# Conversion chart?



## christianmomof3 (Sep 25, 2006)

Hi, is there a conversion chart somewhere for measurements?  I was given a bar of baking chocolate from France and it had a muffin recipee on it.  I got a friend to translate the recipee, but it is in grams and ml.  Is there a chart to convert to cups?  It calls for 220g of flour, 100g powdered sugar, one small package of baking powder - I have no idea how much that would be, 60 g of finely chopped walnuts, 150 ml of milk, 100 ml of oil and is baked at 200c - what is that in farenheit?
Thank you!  Once I get the conversions, I will bake the muffins and post the recipee if it is good - it says you can substitute any kind of baking chocolate if desired.


----------



## Katie H (Sep 25, 2006)

You can "Google" for just about any type of conversion chart you need.  You might try that.


----------



## bjcotton (Sep 25, 2006)

I use www.sciencemadesimple.com/conversions.html with which you can change distance, weights, money, etc.  You just choose from the home page what conversion you want to make.


----------



## christianmomof3 (Sep 25, 2006)

Thank you - I looked at the science made simple, but it still is not cooking measurements.  I got the flour from grams to ounces, but really a dry measure would be in cups, and our measuring cups measure fluid ounces, not necessarily dry ones - will it work if I just weigh it?


----------



## jkath (Sep 25, 2006)

http://www.discusscooking.com/forums/f13/imperial-metric-and-us-conversions-4738.html?highlight=conversion

I believe this is what you need


----------



## Andy M. (Sep 25, 2006)

christianmomof3 said:
			
		

> Hi, is there a conversion chart somewhere for measurements? I was given a bar of baking chocolate from France and it had a muffin recipee on it. I got a friend to translate the recipee, but it is in grams and ml. Is there a chart to convert to cups? It calls for 220g of flour, 100g powdered sugar, one small package of baking powder - I have no idea how much that would be, 60 g of finely chopped walnuts, 150 ml of milk, 100 ml of oil and is baked at 200c - what is that in farenheit?
> Thank you! Once I get the conversions, I will bake the muffins and post the recipee if it is good - it says you can substitute any kind of baking chocolate if desired.


 
It's difficult to convert weight amounts such as grams to volume amounts, such as cups.  An ounce of weight is equal to 28.35 grams.  You need a scale to measure.  For the temperature, the 200 C is about 400 F.


----------



## obelix (Sep 26, 2006)

http://www.gourmetsleuth.com/gram_calc.htm 

hth


----------



## kitchenelf (Sep 26, 2006)

Thank you Obelix!!!!!


----------



## obelix (Sep 26, 2006)

am always glad to help


----------



## daisy (Sep 26, 2006)

Looks like a recipe that has been converted from Imperial to metric, and they haven't done a good job of it! Some of those measurements are 'odd'. You don't get to see '7oz' of anything all that often. I've translated below, giving what I THINK is probably meant, as being more in keeping with conventions. (I keep reminding people that when converting to metric, you need to use nice, convenient numbers for dividing, and that means ROUNDING your calculations!)

30g is 1oz. 

220g is 7oz  (you could use 250g=8oz)

100g is 3 1/2oz (smack-bang between 90g=3oz and 
125g=4oz. Use the same measurement of oil - millilitres and grams can be interchangeable for cooking purposes.)

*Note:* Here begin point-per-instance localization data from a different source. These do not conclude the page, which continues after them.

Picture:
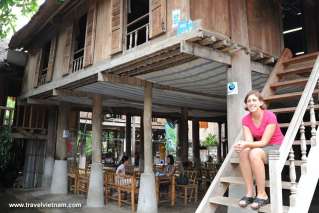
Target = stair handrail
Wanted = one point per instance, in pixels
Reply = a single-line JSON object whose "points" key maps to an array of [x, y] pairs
{"points": [[298, 115]]}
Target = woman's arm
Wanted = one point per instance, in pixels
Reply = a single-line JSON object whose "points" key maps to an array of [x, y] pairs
{"points": [[268, 133]]}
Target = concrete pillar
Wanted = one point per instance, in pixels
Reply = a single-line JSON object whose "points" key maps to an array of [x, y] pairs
{"points": [[59, 184], [239, 72], [96, 193], [196, 143], [128, 135], [219, 148], [141, 161], [184, 135], [50, 148], [133, 140], [147, 202]]}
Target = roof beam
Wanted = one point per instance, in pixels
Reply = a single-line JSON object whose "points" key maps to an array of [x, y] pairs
{"points": [[219, 56], [137, 82]]}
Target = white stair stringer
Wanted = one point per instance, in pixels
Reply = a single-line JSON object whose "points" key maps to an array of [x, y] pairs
{"points": [[308, 182]]}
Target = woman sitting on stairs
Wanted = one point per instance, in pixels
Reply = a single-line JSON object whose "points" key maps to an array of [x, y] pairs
{"points": [[261, 133]]}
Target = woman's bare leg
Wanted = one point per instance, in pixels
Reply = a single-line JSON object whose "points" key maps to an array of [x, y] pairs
{"points": [[246, 171], [257, 159]]}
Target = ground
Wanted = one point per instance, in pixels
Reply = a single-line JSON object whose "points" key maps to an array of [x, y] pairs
{"points": [[37, 196]]}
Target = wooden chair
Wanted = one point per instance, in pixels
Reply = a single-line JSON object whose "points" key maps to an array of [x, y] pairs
{"points": [[73, 176], [83, 183], [126, 187], [190, 190]]}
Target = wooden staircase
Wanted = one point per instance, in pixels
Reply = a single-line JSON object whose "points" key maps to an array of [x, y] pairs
{"points": [[289, 92]]}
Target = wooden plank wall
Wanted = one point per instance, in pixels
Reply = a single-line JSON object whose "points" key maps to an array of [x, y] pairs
{"points": [[264, 26], [214, 14], [183, 5], [103, 31]]}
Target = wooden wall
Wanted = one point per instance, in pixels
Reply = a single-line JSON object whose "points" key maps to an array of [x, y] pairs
{"points": [[103, 31], [213, 13], [264, 26]]}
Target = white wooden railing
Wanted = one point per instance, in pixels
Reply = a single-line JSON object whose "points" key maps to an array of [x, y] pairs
{"points": [[277, 159], [77, 63], [133, 36]]}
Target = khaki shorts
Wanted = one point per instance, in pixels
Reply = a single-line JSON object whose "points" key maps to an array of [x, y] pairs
{"points": [[267, 148]]}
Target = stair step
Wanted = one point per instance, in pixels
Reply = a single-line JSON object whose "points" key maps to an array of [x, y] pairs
{"points": [[289, 109], [240, 181], [286, 96], [302, 81], [235, 160], [296, 70], [303, 58], [233, 202], [285, 125]]}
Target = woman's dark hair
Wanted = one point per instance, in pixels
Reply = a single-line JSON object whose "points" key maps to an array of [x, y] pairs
{"points": [[171, 159], [124, 158], [258, 95]]}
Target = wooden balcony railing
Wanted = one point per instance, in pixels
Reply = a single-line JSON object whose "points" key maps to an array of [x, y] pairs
{"points": [[77, 63]]}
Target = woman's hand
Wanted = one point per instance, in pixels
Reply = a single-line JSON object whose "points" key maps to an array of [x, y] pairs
{"points": [[240, 145]]}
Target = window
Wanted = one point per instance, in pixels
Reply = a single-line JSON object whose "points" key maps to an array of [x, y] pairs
{"points": [[137, 28]]}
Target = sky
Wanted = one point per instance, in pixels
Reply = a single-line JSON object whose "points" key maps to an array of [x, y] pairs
{"points": [[22, 20]]}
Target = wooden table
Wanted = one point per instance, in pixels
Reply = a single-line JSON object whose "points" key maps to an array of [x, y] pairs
{"points": [[162, 180]]}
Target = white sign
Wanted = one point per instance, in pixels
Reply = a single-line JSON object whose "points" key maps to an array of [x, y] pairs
{"points": [[66, 134], [232, 88], [176, 17]]}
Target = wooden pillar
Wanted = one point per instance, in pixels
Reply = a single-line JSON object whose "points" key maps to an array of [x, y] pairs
{"points": [[311, 24], [59, 182], [147, 201], [239, 72], [95, 196], [128, 135], [60, 152], [133, 140], [196, 143], [219, 147], [50, 148]]}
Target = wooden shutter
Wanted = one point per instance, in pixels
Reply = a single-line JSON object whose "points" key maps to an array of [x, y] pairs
{"points": [[51, 59], [68, 55], [37, 68], [90, 34], [117, 26], [157, 17]]}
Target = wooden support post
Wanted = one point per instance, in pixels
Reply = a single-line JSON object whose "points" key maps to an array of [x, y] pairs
{"points": [[95, 196], [128, 136], [50, 147], [219, 148], [275, 182], [147, 194], [196, 144]]}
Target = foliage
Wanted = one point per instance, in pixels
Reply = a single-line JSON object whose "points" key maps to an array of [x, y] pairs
{"points": [[5, 148], [7, 16], [210, 140]]}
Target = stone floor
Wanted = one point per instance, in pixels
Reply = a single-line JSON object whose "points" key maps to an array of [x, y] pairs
{"points": [[37, 196]]}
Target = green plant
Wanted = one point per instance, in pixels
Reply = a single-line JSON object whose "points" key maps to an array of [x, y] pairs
{"points": [[210, 140], [5, 147]]}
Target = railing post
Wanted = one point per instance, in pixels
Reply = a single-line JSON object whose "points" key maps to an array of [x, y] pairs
{"points": [[292, 175], [303, 146], [275, 181], [313, 122]]}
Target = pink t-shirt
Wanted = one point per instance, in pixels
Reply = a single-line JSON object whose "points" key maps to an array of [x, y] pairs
{"points": [[257, 132]]}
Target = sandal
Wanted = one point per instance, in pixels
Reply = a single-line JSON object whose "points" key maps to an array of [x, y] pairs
{"points": [[260, 202], [245, 201]]}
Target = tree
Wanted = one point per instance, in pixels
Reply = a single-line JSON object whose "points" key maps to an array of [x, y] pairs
{"points": [[7, 16]]}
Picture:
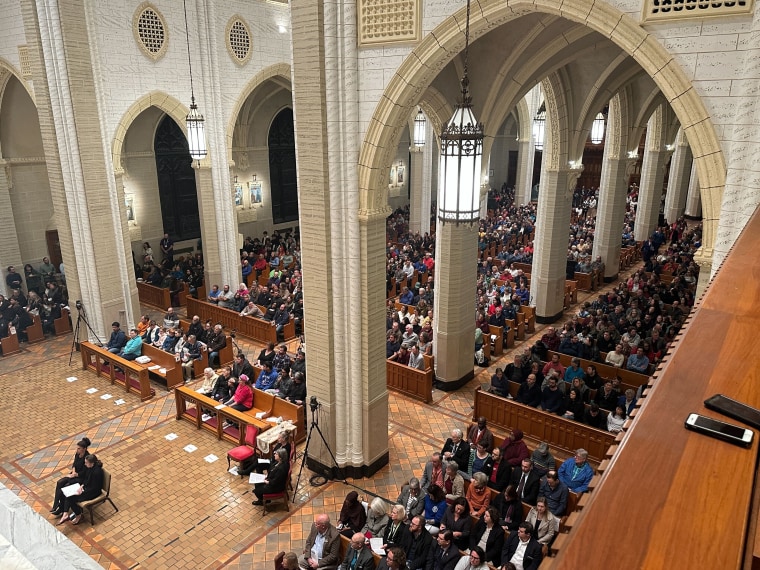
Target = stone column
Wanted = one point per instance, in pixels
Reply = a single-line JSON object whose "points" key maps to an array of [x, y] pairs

1 package baking powder (don't you hate that! The usual proportions are 2 teaspoons baking powder for each 500g plain flour. If you use 250g flour, that means 1 teaspoonful. Or simply use self-raising flour, which is what I do - much easier, and it works very well.)

60g is 2oz. 

150ml is 1/4 pint (Imperial, not American. American pints are smaller than Imperial pints. In Australia and England and other places, the metric conversion of 1 pint is 600ml. So 150ml is one-quarter of that. Rough it out at a bit over 1/2 cup - or just use 1/2 cup. 1/3 cup if you think the original recipe was American. If you've done a bit of cooking, judge it by eye, adding the liquid until 'it looks right'.)

200C=400F.


----------



## XeniA (Sep 26, 2006)

Not trying to be a smart-pup, but ... how about buying a scale? Certainly if you bake frequently you'll come across ingredients by weight often enough to justify the purchase. It's a much easier, more accurate system once you get used to it.

I got my little scale at IKEA ... very inexpensive, does both pounds/ounces and kilos/grams, and zeros out easily (so that you weigh just your ingredients, not your bowl).


----------



## Ishbel (Sep 26, 2006)

I couldn't do without my scales. We weigh ingredients, rather than judge by volume.


----------



## cara (Sep 26, 2006)

220g of flour - about 1 cup
100g powdered sugar - about 7 tablespoons, a bit less than one cup
one small package of baking powder - two tablespoons 
60 g of finely chopped walnuts- 1/4 cup, 1/2 oz
150 ml of milk - *puuh*1/2 cup & 2 tablespoons
100 ml of oil - 1/3cup & 1 tablespoon
200c - about 400°F

as far as I know........ and I know that problem


----------